Reading CSV into a Spark Dataframe with timestamp and date types

Tags:

It's CDH with Spark 1.6.

I am trying to import this Hypothetical CSV into a apache Spark DataFrame:

$ hadoop fs -cat test.csv
a,b,c,2016-09-09,a,2016-11-11 09:09:09.0,a
a,b,c,2016-09-10,a,2016-11-11 09:09:10.0,a

I use databricks-csv jar.

val textData = sqlContext.read
    .format("com.databricks.spark.csv")
    .option("header", "false")
    .option("delimiter", ",")
    .option("dateFormat", "yyyy-MM-dd HH:mm:ss")
    .option("inferSchema", "true")
    .option("nullValue", "null")
    .load("test.csv")

I use inferSchema to make the schema for the resulting DataFrame. printSchema() function gives me the following output for the code above:

scala> textData.printSchema()
root
 |-- C0: string (nullable = true)
 |-- C1: string (nullable = true)
 |-- C2: string (nullable = true)
 |-- C3: string (nullable = true)
 |-- C4: string (nullable = true)
 |-- C5: timestamp (nullable = true)
 |-- C6: string (nullable = true)

scala> textData.show()
+---+---+---+----------+---+--------------------+---+
| C0| C1| C2|        C3| C4|                  C5| C6|
+---+---+---+----------+---+--------------------+---+
|  a|  b|  c|2016-09-09|  a|2016-11-11 09:09:...|  a|
|  a|  b|  c|2016-09-10|  a|2016-11-11 09:09:...|  a|
+---+---+---+----------+---+--------------------+---+

The C3 column has String type. I want C3 to have date type. To get it to date type I tried the following code.

val textData = sqlContext.read.format("com.databricks.spark.csv")
    .option("header", "false")
    .option("delimiter", ",")
    .option("dateFormat", "yyyy-MM-dd")
    .option("inferSchema", "true")
    .option("nullValue", "null")
    .load("test.csv")

scala> textData.printSchema
root
 |-- C0: string (nullable = true)
 |-- C1: string (nullable = true)
 |-- C2: string (nullable = true)
 |-- C3: timestamp (nullable = true)
 |-- C4: string (nullable = true)
 |-- C5: timestamp (nullable = true)
 |-- C6: string (nullable = true)

scala> textData.show()
+---+---+---+--------------------+---+--------------------+---+
| C0| C1| C2|                  C3| C4|                  C5| C6|
+---+---+---+--------------------+---+--------------------+---+
|  a|  b|  c|2016-09-09 00:00:...|  a|2016-11-11 00:00:...|  a|
|  a|  b|  c|2016-09-10 00:00:...|  a|2016-11-11 00:00:...|  a|
+---+---+---+--------------------+---+--------------------+---+

The only difference between this code and the first block is the dateFormat option line (I use "yyyy-MM-dd" instead of "yyyy-MM-dd HH:mm:ss").Now I get both C3 and C5 as timestamps(C3 is still not date). But for C5, the HH::mm:ss part is ignored and shows up as zeroes in the data.

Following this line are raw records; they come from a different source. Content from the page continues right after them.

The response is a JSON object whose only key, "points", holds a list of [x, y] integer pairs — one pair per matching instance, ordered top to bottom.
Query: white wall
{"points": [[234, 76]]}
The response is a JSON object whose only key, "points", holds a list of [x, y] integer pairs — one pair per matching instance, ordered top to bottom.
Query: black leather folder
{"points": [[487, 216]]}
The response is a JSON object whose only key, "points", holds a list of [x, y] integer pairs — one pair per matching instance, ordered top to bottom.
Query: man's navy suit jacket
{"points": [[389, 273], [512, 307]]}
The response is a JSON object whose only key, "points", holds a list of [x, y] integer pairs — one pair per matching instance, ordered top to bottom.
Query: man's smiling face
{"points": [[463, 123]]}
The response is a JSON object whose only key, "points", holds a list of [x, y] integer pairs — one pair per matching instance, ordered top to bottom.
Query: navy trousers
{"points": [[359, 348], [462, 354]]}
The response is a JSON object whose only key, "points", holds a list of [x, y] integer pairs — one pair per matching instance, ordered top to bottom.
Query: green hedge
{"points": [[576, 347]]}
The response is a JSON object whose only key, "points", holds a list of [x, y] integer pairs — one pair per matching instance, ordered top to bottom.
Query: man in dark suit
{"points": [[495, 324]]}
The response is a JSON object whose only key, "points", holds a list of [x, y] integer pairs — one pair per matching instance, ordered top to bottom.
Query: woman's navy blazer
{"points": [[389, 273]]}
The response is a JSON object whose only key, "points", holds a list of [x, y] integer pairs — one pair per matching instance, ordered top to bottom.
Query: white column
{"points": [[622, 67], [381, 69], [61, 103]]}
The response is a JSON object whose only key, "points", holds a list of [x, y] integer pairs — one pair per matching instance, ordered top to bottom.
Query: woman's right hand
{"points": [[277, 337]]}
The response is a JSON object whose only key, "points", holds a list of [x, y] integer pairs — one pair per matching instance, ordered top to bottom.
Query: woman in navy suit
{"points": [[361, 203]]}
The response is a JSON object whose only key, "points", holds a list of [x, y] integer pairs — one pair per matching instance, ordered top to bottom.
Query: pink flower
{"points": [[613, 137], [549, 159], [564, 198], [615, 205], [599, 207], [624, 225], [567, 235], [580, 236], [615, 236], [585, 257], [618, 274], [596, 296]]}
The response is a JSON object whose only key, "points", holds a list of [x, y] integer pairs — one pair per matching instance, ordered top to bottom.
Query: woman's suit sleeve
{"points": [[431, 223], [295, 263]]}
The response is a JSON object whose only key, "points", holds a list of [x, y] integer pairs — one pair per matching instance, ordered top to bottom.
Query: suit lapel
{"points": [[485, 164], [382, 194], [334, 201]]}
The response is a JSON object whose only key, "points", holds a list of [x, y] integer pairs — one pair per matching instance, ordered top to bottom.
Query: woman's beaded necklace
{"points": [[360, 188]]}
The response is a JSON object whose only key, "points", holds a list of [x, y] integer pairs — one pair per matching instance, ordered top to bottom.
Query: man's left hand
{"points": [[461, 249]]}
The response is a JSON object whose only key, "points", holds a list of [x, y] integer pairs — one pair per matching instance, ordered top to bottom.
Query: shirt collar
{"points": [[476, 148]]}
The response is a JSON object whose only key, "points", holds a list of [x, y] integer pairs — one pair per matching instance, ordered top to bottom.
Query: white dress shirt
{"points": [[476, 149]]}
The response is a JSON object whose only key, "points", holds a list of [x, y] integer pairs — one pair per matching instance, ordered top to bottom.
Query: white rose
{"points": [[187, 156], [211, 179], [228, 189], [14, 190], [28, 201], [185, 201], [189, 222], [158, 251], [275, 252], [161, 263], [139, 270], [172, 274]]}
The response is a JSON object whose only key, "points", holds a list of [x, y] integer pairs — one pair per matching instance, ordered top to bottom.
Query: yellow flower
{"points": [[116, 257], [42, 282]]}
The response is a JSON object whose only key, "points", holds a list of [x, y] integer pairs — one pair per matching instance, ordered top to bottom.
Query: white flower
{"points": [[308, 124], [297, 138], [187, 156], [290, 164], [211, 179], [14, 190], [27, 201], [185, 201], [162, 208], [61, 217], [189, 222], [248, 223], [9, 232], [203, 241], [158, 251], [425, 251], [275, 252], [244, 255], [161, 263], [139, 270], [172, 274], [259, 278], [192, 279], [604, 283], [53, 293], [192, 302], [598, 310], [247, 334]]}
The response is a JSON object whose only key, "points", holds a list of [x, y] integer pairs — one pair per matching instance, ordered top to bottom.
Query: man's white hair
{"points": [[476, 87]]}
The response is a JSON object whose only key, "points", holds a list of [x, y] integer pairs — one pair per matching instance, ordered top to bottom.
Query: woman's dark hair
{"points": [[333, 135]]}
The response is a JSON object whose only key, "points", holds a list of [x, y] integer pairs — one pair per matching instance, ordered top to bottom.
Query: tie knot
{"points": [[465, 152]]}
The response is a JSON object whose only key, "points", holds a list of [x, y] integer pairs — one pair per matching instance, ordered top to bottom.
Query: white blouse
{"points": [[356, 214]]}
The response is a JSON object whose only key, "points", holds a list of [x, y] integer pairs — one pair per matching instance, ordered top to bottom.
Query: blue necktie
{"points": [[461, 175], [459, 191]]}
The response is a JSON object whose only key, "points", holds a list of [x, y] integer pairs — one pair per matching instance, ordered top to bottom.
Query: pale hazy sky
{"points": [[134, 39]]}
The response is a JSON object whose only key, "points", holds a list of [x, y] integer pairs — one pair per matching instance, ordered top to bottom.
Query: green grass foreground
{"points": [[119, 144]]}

Ideally I want C3 to be of type date, C5 to be of type timestamp and its HH:mm:ss part to be not ignored. My solution right now looks like this. I make the csv by pulling data in parallel from my DB. I make sure that I pull all dates as timestamps (Not ideal). So, the test csv looks like this now:

$ hadoop fs -cat new-test.csv
a,b,c,2016-09-09 00:00:00,a,2016-11-11 09:09:09.0,a
a,b,c,2016-09-10 00:00:00,a,2016-11-11 09:09:10.0,a

This is my final working code:

val textData = sqlContext.read.format("com.databricks.spark.csv")
    .option("header", "false")
    .option("delimiter", ",")
    .option("dateFormat", "yyyy-MM-dd HH:mm:ss")
    .schema(finalSchema)
    .option("nullValue", "null")
    .load("new-test.csv")

Here, I use the complete timestamp format ("yyyy-MM-dd HH:mm:ss") in dateFormat. I manually create the finalSchema instance where c3 is date and C5 is Timestamp type(Spark sql types). I apply these schema use the schema() function. The output looks like follows:

scala> finalSchema
res4: org.apache.spark.sql.types.StructType = StructType(StructField(C0,StringType,true), StructField(C1,StringType,true), StructField(C2,StringType,true), StructField(C3,DateType,true), StructField(C4,StringType,true), StructField(C5,TimestampType,true), StructField(C6,StringType,true))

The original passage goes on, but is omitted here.